Near infrared spectroscopy is a non-invasive optical technique that allows researchers to examine real-time changes in brain activity in the left prefrontal lobe. Participants were first tested in a control condition, using the simulator to drive in city street conditions using no telecommunications device. They were tested again while talking on a hands-free device during two-minute conversations that avoided emotionally charged topics.
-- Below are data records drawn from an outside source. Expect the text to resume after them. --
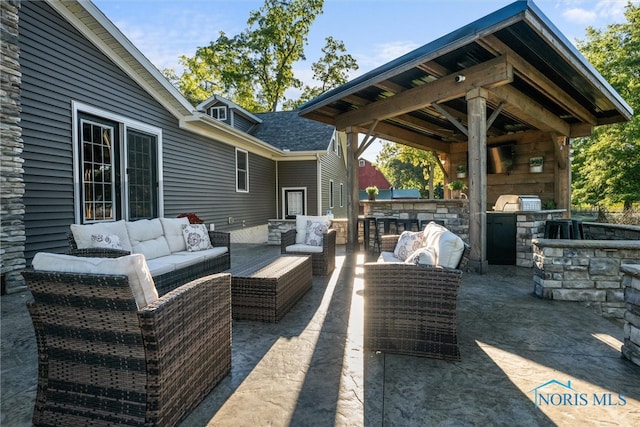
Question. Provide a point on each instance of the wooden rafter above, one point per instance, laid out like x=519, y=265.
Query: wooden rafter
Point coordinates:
x=492, y=73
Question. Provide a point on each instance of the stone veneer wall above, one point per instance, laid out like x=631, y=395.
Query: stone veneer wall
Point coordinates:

The research team found there was a significant increase in brain activity while talking on a hands-free device compared with the control condition. A majority of participants showed a significant increase in oxyhemoglobin in the brain, with a simultaneous drop in deoxyhemoglobin — a sign of enhanced neuronal activation during hands-free telecommunication.

“The findings also indicated that blood flow to the brain is significantly increased during hands-free telecommunication in order to meet the oxygen demands of the neurons under the ‘distracted’ condition,” said Bhambhani.

He added the results did not reveal a significant relationship between enhanced neuronal activation and the increase in the number of driving errors, most likely because the near infrared spectroscopy measurements were recorded from a single site, the prefrontal lobe.

The findings are considered novel on a topic that is receiving considerable attention by policy-makers globally. Rehani’s contribution to the project earned him the 2013 Alberta Rehabilitation Award for Innovation in Rehabilitation (Student).

The researchers note this is a preliminary study and hope that it can be part of a larger body of literature that can help inform policy-makers about the safety implications of using hands-free devices while driving.

For Rehani, the work was part of rewarding academic journey at the U of A, which gave him opportunities to do research in a number of areas in neuroscience. He said he received outstanding support from both the faculty and colleagues at the Glenrose — including Quentin Ranson, the occupational therapist and rehabilitation technology lead who helped facilitate the simulator research.

“To have a Faculty of Rehabilitation Medicine, which is the only free-standing faculty of its kind in Western Canada, and to have a hospital like the Glenrose dedicated to rehabilitation, is amazing,” he said. “Both workplaces have such a collegial environment, with quality faculty and staff who are both working toward patient betterment. These institutions connect so well, it’s fantastic.”